Iran durcit sa ligne, la trahison désormais passible de mort

Le Conseil suprême de sécurité nationale iranien (SNSC) a annoncé une intensification de sa politique sécuritaire en pleine période de tensions régionales. Toute collaboration avec des puissances étrangères considérées comme ennemies – notamment les États-Unis et Israël – est désormais qualifiée de haute trahison, passible de la peine capitale immédiate.

Les Gardiens de la Révolution ont reçu pour mission de renforcer la surveillance des communications et des déplacements suspects. Les « espions » et « mercenaires » sont explicitement ciblés, dans une logique de tolérance zéro. Cette décision s’inscrit dans une stratégie de dissuasion visant à empêcher toute aide aux opérations militaires occidentales ou israéliennes.

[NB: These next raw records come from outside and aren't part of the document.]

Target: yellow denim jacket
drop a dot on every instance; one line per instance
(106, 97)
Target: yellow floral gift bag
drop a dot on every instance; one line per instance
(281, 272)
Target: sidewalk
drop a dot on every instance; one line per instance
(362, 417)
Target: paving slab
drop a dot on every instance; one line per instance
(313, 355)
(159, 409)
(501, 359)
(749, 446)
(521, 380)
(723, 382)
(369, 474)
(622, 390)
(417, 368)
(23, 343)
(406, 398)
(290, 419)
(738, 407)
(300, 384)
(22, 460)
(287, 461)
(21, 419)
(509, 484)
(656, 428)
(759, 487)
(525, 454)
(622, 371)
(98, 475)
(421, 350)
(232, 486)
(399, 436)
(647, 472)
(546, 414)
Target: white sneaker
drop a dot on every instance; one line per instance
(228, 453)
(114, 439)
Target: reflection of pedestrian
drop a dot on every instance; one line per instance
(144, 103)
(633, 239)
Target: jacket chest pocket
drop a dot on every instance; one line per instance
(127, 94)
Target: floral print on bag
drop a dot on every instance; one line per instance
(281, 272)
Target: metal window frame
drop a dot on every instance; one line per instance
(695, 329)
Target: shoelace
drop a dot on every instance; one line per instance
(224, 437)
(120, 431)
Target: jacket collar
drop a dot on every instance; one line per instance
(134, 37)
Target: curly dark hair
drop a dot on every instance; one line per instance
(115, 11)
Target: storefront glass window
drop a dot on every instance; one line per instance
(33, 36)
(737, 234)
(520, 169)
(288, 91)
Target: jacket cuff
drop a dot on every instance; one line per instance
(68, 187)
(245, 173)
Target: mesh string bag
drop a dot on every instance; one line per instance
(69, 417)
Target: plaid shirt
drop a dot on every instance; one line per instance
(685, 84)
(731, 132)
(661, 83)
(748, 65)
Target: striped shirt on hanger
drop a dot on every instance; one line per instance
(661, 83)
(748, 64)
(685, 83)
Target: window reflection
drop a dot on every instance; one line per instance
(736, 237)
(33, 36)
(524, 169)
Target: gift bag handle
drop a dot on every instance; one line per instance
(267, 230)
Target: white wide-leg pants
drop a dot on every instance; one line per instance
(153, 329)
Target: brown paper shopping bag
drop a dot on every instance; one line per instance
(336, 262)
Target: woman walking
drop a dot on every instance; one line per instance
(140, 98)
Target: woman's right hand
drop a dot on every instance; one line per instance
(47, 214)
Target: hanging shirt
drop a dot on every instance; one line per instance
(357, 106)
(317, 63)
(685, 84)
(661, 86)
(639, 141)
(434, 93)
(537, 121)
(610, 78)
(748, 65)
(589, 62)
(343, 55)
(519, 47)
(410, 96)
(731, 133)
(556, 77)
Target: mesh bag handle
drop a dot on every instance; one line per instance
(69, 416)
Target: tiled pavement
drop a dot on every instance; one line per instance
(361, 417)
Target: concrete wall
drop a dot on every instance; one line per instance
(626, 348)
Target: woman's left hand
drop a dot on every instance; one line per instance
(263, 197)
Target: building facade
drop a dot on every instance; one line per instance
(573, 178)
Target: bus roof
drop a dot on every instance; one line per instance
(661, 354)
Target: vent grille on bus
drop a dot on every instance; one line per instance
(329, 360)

Depuis la guerre de 12 jours avec Israël en 2025, l’Iran a réorganisé son Conseil de sécurité nationale, avec la nomination d’Ali Larijani comme secrétaire et représentant du Guide suprême Ali Khamenei INSS. Parallèlement, le pays fait face à une crise économique et à des protestations internes sévèrement réprimées, entraînant sanctions internationales contre plusieurs responsables sécuritaires Wikipedia.

Cette décision traduit la volonté de Téhéran de verrouiller son appareil sécuritaire et d’envoyer un signal fort à ses adversaires. Elle illustre également l’emprise croissante des factions les plus dures au sein du régime, prêtes à recourir à des mesures extrêmes pour maintenir la cohésion interne et affirmer leur posture régionale Council on Foreign Relations.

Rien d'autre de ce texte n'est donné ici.